Blue Eyes

edited September 2014 in General
I was just wondering if anyone has ever noticed a blue-eyed WSL show up? I am referring to pure lines not dogs bred to modern Siberian husky types. As for me I have not come across this yet myself. A couple years back I visited with a man that claimed he had pure WSL and a couple pups had either one or two blue eyes similar to that of the Siberian husky types. Just curious..


  • edited September 2014
    Google "blue eyes recessive dogs". You will find breeds which are trying to eliminate these traits.

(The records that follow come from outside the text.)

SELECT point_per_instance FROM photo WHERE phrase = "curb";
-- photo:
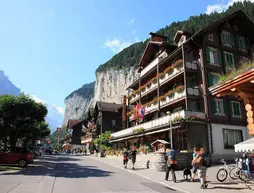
(132, 172)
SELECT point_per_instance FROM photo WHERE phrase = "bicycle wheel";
(234, 173)
(245, 177)
(222, 175)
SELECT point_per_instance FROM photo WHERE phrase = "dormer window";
(227, 25)
(182, 40)
(210, 37)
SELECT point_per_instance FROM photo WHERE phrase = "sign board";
(58, 130)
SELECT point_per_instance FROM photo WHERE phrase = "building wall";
(219, 151)
(107, 119)
(76, 135)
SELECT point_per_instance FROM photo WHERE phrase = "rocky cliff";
(77, 103)
(6, 86)
(111, 85)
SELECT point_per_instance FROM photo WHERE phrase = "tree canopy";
(21, 118)
(130, 56)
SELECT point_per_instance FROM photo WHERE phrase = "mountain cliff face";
(78, 102)
(115, 75)
(6, 86)
(111, 85)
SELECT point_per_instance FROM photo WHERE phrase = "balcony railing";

    Not surprisingly, the smaller the gene-pool, the more frequently blue eyes emerge.
  • I know it is not a desired trait in Laikas but I for one think blue eyed animals are beautiful. My very first dog was a Siberian Husky when I was a young boy and he had blue eyed and was one the best natured animals that I have ever been around, not to mention an very good guard/hunting dog. I have always loved to squirrel hunt, and Laikas and Huskys are very similar in looks and actions, so much so that I decided to give the Laikas a try, so far I have not been disappointed.
  • edited September 2014
    Yes I agree and have had experience with working line (not show line) of S.Husky which has similar traits to the wsl. I have not personally seen a wsl with blue eyes and I am not advocating blue eyes in the wsl, however I was curious if this ever shows up every once in awhile in the wsl since I come across a person that said he had a couple blue eyes in his pups. Was this a rare occurrence or perhaps maybe a cross with a non pure wsl. This is why I pose my original question.
    The Seppala line of working Siberian husky has some cases of cataract issues. However in the dogs that I seen this in it was not in a blue eyed dog but rather in the brown. I find it interesting. .
  • There was a scandal on Facebook when a Mongolian posted a picture of a blue-eyed laika. He got accused of crossbreeding. Due to language-barrier, people assumed "I don't care" to mean he actually did it when he meant he valued working ability over conformation.

    To be honest, for a crossbred dog to be blue-eyed, it requires both parents to carry the recessive gene. So, that mean the trait was always there. Just that the allele frequency is so low, either it doesn't come up often, breeders kept it hush to avoid the accusations of having contaminated bloodlines or it is a forbidden topic
  • edited September 2014
    The Seppala line of working Siberian husky has some cases of cataract issues. However in the dogs that I seen this in it was not in a blue eyed dog but rather in the brown. I find it interesting. .
    From what I've heard, some Seppala lines have such a narrow gene pool so that could be the cause for greater occurrences of health issues.

    I have met one pure WSL pup who had a parti-eye (two colors in one eye), but I'm not sure how common that can be. An interesting thing with Blue eyed Siberian Huskies, many show breeders try to avoid breeding for blue eyes as the lighter color can affect how people see the shape of the eyes. Even with eyes the exact same shape, blue eyes appear rounder than brown eyes, so many show breeders tend to stick to brown eyes to avoid that issue.
  • Oh yea, that was one of my pups from Ike X Kilbe ... I talked to a lot of vets and such and all pretty much agreed that his eye was a birth defect and not a inherited thing.
  • Blue (glass) eyes among hunting Laikas is called "sorochina" (magpie like eye) in Russian are mentioned in oldest literature about Laikas. In Laika standards this is a fault, despite it occurs among aboriginal stock dogs. Natives and Russian hunters think this is a fault, although there is no evidence, if this detrimental for hunting. Interesting that blue eye occurs among all northern dogs, including reindeer herding and sledding dogs, even among Inuit's sled dog in North America and everywhere people consider it a deficiency, such dog is "lazy and eats much", they say. Only in America, purebred Siberian Huskies with blue eyes were made popular.